Cation-substituted LiFePO4 prepared from the FeSO4·7H2O waste slag as a potential Li battery cathode material

The purpose of this study is to utilize the huge FeSO4·7H2O waste slag produced by the titanium dioxide industry. FeC2O4·2H2O precursors are synthesized at various pH values by using the waste slag and H2C2O4·2H2O as raw materials, and without any purifying process. ICP analysis confirms that the impurity content of FeC2O4·2H2O increases with the pH value. Crystalline cation-substituted LiFePO4 are prepared from the FeC2O4·2H2O precursors.

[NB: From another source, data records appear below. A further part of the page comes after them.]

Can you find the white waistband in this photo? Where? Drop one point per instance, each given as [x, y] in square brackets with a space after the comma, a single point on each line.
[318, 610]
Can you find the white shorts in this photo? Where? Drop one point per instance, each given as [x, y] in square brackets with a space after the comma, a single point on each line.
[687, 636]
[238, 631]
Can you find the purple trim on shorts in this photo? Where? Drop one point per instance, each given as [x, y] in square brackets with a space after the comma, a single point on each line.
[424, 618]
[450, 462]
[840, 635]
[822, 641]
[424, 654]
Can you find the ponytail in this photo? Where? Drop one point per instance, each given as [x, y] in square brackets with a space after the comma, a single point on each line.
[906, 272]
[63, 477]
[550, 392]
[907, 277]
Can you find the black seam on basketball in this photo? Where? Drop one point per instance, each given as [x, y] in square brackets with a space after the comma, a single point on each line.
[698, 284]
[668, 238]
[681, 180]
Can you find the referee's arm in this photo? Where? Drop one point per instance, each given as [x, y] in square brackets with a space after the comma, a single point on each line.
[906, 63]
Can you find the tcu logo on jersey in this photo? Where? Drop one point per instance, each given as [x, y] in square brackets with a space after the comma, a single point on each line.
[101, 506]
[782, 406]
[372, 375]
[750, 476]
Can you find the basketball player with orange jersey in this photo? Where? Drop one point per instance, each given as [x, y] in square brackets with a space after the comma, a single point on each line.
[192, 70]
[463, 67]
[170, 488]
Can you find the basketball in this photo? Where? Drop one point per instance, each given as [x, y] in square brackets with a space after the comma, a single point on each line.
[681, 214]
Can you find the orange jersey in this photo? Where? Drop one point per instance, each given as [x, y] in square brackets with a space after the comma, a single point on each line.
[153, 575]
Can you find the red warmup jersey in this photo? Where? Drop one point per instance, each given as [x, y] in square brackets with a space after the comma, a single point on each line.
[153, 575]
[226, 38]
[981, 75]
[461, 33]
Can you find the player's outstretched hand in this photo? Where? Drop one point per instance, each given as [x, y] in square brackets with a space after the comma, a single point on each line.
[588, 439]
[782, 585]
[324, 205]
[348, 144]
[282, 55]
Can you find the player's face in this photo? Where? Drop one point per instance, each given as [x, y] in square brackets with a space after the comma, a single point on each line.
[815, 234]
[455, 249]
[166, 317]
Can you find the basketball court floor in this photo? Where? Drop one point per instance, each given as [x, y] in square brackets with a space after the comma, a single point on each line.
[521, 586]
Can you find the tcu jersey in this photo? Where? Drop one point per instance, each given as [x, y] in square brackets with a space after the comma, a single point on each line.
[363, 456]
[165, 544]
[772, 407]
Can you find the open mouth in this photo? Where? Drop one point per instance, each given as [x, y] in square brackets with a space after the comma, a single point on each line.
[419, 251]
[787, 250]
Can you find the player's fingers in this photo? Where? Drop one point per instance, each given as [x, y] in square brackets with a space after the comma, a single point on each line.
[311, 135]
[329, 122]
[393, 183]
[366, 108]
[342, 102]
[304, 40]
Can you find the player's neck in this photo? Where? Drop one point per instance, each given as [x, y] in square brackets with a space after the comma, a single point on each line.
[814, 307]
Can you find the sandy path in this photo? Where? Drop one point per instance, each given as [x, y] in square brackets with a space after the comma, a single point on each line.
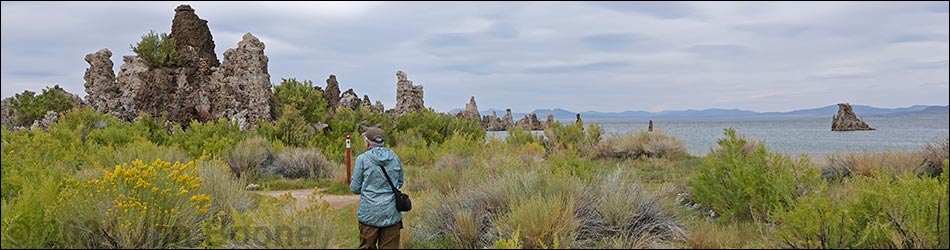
[303, 201]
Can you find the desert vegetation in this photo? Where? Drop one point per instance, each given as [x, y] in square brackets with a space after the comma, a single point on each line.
[93, 181]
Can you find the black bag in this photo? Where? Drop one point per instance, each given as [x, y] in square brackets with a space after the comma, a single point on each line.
[403, 203]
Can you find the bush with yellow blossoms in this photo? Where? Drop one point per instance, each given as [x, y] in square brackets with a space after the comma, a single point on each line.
[137, 205]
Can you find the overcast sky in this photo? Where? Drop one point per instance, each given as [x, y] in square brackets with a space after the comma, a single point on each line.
[580, 56]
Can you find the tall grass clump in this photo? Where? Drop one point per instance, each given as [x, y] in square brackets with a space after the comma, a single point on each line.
[248, 157]
[571, 138]
[871, 212]
[750, 186]
[137, 205]
[652, 144]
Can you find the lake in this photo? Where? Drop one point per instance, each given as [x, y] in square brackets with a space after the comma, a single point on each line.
[811, 135]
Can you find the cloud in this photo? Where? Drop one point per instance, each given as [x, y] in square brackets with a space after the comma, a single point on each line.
[611, 42]
[528, 55]
[843, 72]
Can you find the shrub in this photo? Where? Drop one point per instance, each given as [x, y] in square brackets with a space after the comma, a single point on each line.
[155, 205]
[212, 138]
[28, 107]
[279, 225]
[871, 212]
[435, 128]
[840, 165]
[156, 50]
[301, 96]
[653, 144]
[571, 138]
[248, 157]
[300, 163]
[750, 186]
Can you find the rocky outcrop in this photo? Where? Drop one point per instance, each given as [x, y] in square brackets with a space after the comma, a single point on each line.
[530, 122]
[50, 118]
[197, 88]
[332, 93]
[193, 40]
[408, 96]
[350, 100]
[846, 120]
[104, 93]
[6, 113]
[471, 110]
[243, 84]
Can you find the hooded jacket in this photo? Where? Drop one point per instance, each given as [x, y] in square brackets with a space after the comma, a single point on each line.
[377, 206]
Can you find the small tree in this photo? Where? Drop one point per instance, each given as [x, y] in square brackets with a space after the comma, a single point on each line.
[157, 50]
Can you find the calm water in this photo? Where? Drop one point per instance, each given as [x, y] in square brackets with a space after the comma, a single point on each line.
[811, 135]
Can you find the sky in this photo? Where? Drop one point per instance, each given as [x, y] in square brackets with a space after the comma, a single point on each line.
[579, 56]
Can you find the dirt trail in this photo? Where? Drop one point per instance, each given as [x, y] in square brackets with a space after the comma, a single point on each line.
[303, 201]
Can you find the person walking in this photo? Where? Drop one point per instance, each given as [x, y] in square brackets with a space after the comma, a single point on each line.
[380, 221]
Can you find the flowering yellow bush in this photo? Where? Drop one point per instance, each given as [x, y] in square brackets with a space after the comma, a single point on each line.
[155, 205]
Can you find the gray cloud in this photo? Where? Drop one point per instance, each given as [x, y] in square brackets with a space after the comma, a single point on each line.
[765, 56]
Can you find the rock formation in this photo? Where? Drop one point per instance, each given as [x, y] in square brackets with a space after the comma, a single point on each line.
[408, 96]
[6, 113]
[530, 122]
[193, 40]
[197, 88]
[50, 118]
[350, 100]
[332, 93]
[846, 120]
[243, 84]
[471, 110]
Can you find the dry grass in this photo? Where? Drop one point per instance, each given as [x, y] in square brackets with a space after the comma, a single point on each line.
[871, 163]
[656, 144]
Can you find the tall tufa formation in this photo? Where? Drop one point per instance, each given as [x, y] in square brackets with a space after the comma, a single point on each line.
[197, 88]
[408, 96]
[193, 40]
[471, 110]
[332, 92]
[846, 120]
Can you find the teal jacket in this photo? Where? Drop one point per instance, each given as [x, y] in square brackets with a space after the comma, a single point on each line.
[377, 201]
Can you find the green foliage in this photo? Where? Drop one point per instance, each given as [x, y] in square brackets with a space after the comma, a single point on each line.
[434, 128]
[751, 186]
[209, 138]
[291, 129]
[156, 50]
[28, 107]
[571, 138]
[303, 97]
[871, 212]
[653, 144]
[520, 136]
[153, 205]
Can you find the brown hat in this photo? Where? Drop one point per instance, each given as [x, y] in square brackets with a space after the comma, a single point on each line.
[375, 134]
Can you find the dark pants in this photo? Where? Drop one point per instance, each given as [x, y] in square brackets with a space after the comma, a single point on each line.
[386, 237]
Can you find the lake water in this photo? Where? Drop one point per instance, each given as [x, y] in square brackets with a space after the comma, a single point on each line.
[810, 135]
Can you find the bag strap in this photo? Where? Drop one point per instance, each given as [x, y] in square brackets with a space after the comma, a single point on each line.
[390, 181]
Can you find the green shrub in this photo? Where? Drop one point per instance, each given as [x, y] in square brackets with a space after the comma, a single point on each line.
[750, 186]
[653, 144]
[28, 107]
[248, 157]
[213, 138]
[300, 163]
[871, 212]
[435, 128]
[155, 205]
[302, 96]
[156, 50]
[571, 138]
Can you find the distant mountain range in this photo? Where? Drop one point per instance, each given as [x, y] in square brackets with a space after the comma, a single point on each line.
[827, 111]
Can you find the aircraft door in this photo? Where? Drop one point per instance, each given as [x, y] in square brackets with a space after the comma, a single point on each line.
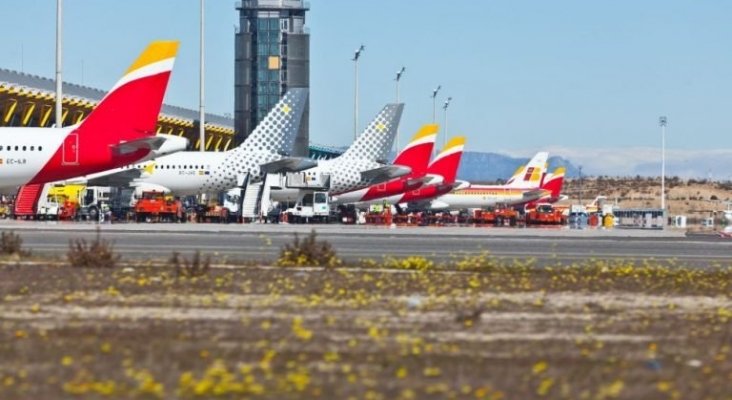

The cation dopants do not obviously change the structure of LiFePO4, and all the samples are single olivine-type phase and well crystallized. The lattice parameters of LiFePO4 decrease with the increased dopants contents. The dopants limit the size of LiFePO4 nanocrystals, LiFePO4 particles agglomeration and, consequently, improve the electrochemical performance of LiFePO4. The cation-substituted LiFePO4 prepared from the waste slag show much better electrochemical properties than the pure LiFePO4 at high current rates. The optimal pH value for synthesizing FeC2O4·2H2O from the waste slag is about 1.0, with 96.6% iron recovery. The cation-substituted LiFePO4 prepared from this precursor exhibits the best electrochemical properties, which delivers a capacity of 152, 142 and 126 mAh g−1 at 1C, 2C and 5C rate, respectively, and shows excellent cycling performance.